Tag Archives: TV ratings

SCOTUS pick fueled by ratings

Donald J. Trump just cannot shuck his past as a TV celebrity.

Thus, the president of the United States plans to announce his selection to the U.S. Supreme Court at 9 p.m. Monday.

That’s prime time, man!

Many millions of eyes will be on him when he trots out the next nominee to the court, the individual who is expected to succeed Justice Anthony Kennedy, who’s retiring at the end of the month.

I won’t belabor the point, but it does seem cheesy and it seems to devalue the importance of the selection. I remain somewhat concerned that when Trump announces the name of the individual that he’s going to make this event more about him than about the person who’ll don the black robes and make critically important decisions that affect all Americans.

That’s the Trump way.

Yet another, um, ‘exaggeration’ from Trump

Is it an exaggeration or is it an outright lie?

Donald John Trump has declared, apparently without any proof, that his State of the Union speech was watched by the largest TV audience in the history of the broadcast medium.

The president’s declaration has been challenged, of course, by those who reminded him that other recent presidents spoke to larger audiences than he did. Some have reminded the president than an earlier speech he delivered, in 2017, to a joint congressional sessions was larger than the audience he drew for this week’s State of the Union.

It’s shades of the argument over the size of the Trump inaugural crowd all over again.

I guess we can expect this kind of foolishness from the president. The issue boils down to whether we believe it is (a) a mere exaggeration, (b) a misspoken statement or (c) an outright lie.

I am inclined to believe the third option. Why? Because the president knows — or he should know — the truth, but refuses deliberately to speak it.

Ratings tank for Democratic debate … who knew?

debate stage

Why is anyone surprised that the TV ratings for the Democratic Party presidential debate headed for the tank?

Hillary Rodham Clinton, Bernie Sanders and Martin O’Malley duked it out in Des Moines, Iowa. CBS carried it and by many accounts, the big winner of the event was John Dickerson, host of “Face the Nation” and the moderator of the debate.

I’ll offer a couple of theories on the ratings tumble.

First, the identity of the eventual Democratic nominee is pretty well known.
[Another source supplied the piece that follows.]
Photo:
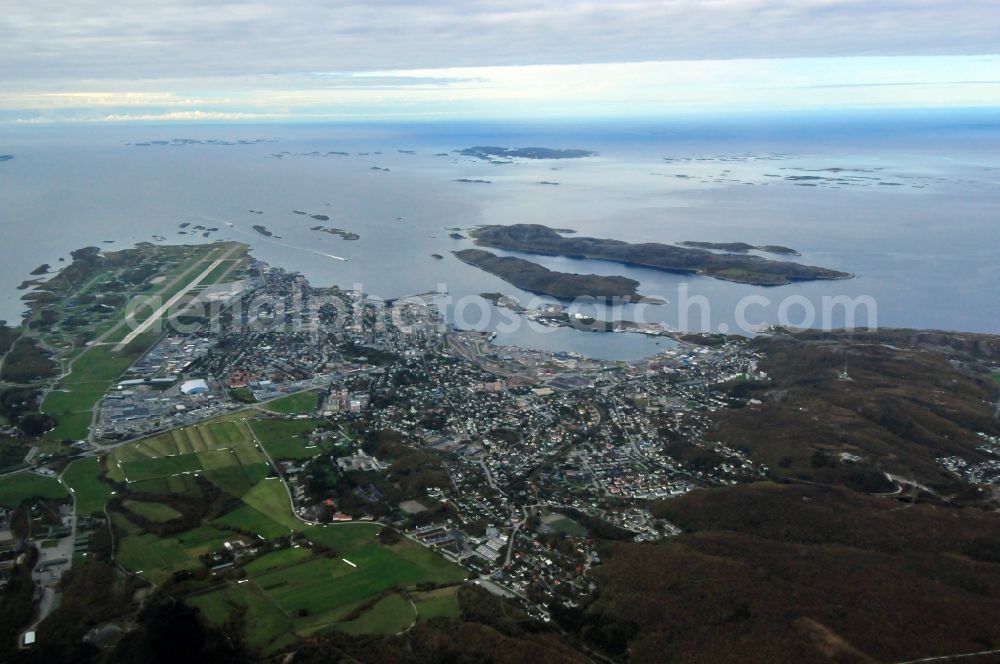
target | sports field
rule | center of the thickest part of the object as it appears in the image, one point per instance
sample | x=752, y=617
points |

It’s likely to be Clinton, the former first lady/U.S. senator/secretary of state. She stumbled a couple of times in Des Moines, but she did very little to harm her status as the prohibitive favorite to face whomever the Republicans nominate next summer.

Second, and this is probably the more telling reason, the debate was up against some late-night college football games.

I hate to acknowledge this, but a football game between two competitive teams is far more exciting than watching three politicians try to out-insult each other.

(A point of personal privilege here: I was in and out of the debate, tuning in finally to the final quarter of the Oregon-Stanford game that Fox was broadcasting. Oh yeah: the Ducks won it with a last-second defensive play in their own end zone. Go Ducks!)

Sure, the debate shed some light on important policy positions.

But there were no surprises. There was even less drama.

Hey, if it had been Republicans debating opposite those football games — even with their carnival atmosphere — I’m pretty sure football would have won those ratings, too.